My experience shows that this increased performance is often a short-term blip with much of the benefits subsiding after attention wanders elsewhere. While there are many culprits, I believe the main issue is that the initiatives created to improve performance are not necessarily the same ones required to sustain performance. Sustainable performance improvement requires a fundamental change in behavior or environment.
For fun, we can draw a comparison to the difference between Scrooge and the Grinch. In the both stories, the main character starts out hating Christmas and seemingly all people. Both end up as good guys but they get there in completely different ways. Scrooge is essentially scared straight by the Ghost of Christmas Future while the Grinch is overcome with emotion by the Hoos’ ability to focus on the spirit of the holiday rather than the material trappings.

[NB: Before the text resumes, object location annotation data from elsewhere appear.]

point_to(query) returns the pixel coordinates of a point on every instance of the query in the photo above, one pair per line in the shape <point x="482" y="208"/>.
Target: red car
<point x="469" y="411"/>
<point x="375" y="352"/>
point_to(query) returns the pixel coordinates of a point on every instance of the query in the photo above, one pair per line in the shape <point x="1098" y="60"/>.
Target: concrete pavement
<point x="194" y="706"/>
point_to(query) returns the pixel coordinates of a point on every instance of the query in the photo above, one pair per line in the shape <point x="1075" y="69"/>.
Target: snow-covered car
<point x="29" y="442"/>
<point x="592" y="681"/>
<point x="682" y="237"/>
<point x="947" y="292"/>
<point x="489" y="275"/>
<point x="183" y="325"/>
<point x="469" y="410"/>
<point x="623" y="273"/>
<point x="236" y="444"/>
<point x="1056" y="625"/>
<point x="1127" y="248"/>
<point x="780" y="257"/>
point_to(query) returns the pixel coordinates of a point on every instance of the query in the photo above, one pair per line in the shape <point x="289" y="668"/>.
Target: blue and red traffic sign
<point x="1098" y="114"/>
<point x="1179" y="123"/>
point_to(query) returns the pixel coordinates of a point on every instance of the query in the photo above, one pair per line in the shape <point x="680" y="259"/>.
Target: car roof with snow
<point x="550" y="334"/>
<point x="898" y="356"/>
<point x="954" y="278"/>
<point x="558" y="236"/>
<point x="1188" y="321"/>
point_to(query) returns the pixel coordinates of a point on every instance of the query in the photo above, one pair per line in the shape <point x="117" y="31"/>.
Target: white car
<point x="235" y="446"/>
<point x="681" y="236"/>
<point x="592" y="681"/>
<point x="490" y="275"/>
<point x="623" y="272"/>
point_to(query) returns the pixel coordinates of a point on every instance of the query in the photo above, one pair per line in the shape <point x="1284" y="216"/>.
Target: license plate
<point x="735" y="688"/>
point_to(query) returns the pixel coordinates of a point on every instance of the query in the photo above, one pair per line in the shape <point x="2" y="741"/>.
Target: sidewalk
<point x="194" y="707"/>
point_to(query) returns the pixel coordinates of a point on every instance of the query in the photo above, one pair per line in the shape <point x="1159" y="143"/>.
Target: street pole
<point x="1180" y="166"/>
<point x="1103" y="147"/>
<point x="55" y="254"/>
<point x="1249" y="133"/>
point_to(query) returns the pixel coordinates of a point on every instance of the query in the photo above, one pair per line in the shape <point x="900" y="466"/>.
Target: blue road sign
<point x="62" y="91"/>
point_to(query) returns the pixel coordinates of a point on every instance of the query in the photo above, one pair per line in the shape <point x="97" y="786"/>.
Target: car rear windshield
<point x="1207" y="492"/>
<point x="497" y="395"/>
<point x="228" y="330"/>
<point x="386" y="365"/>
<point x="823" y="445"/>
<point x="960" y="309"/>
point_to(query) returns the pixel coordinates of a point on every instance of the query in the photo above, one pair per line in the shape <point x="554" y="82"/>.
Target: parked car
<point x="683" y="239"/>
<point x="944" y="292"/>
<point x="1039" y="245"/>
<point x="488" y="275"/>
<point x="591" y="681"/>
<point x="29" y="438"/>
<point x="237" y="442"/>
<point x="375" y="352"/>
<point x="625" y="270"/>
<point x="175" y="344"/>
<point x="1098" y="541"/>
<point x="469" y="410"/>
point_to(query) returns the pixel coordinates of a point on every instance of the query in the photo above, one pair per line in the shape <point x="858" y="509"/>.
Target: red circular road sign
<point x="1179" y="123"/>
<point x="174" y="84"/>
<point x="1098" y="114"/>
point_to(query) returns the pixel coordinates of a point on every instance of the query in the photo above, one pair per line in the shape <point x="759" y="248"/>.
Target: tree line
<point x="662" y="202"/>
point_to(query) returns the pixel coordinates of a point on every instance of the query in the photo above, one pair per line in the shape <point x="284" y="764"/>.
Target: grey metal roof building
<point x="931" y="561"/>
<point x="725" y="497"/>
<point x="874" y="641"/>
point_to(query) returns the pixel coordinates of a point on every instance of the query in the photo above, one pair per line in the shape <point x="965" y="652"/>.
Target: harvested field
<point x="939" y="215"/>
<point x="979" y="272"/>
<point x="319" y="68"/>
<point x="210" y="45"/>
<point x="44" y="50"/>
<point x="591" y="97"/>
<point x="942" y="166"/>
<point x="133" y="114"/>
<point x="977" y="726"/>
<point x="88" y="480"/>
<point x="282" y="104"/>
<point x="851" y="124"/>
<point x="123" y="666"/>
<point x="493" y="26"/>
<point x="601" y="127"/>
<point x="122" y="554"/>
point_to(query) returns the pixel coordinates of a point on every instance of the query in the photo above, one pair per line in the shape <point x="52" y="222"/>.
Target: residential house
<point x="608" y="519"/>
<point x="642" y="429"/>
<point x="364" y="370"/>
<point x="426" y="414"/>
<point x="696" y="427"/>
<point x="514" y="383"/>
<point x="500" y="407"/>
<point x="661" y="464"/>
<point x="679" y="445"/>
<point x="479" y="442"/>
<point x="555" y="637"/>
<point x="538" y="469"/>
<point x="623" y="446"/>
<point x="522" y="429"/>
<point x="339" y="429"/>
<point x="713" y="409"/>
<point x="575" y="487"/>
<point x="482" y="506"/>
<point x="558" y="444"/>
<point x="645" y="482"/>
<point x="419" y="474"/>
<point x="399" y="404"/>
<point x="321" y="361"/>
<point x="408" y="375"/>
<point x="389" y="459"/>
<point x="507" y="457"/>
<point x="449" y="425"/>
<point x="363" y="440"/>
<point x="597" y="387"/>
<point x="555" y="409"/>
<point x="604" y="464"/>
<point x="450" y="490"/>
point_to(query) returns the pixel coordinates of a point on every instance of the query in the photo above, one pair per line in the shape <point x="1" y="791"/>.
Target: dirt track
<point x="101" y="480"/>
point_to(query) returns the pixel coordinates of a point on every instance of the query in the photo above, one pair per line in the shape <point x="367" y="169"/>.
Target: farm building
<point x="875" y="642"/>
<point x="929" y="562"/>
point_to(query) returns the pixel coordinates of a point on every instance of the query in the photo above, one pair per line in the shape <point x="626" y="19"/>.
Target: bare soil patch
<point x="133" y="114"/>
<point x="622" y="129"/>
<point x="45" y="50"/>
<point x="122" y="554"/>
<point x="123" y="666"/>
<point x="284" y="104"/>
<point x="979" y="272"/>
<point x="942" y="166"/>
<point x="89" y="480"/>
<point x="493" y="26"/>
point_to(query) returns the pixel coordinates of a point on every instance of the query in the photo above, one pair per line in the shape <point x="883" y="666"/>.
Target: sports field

As a clue that his changed performance might be sustainable, we’re told that the Grinch’s heart grew three sizes that day. Talk about a literal change of heart! On the other hand, there’s no evidence that Scrooge has fundamentally changed. It’s entirely possible that Scrooge will go back to his old ways as soon as the shock wears off.
One conclusion from this interpretation is that carrots work better than sticks in truly changing behavior. But another possibility is that we should focus our improvement initiatives less on just closing the gap in performance (turning red to green) and more on the root cause of the issue. Unfortunately, this is at odds with many consultants who would be financially better off by coming back every year and re-scaring Scrooge into acting charitably. Perhaps they are the true Grinches.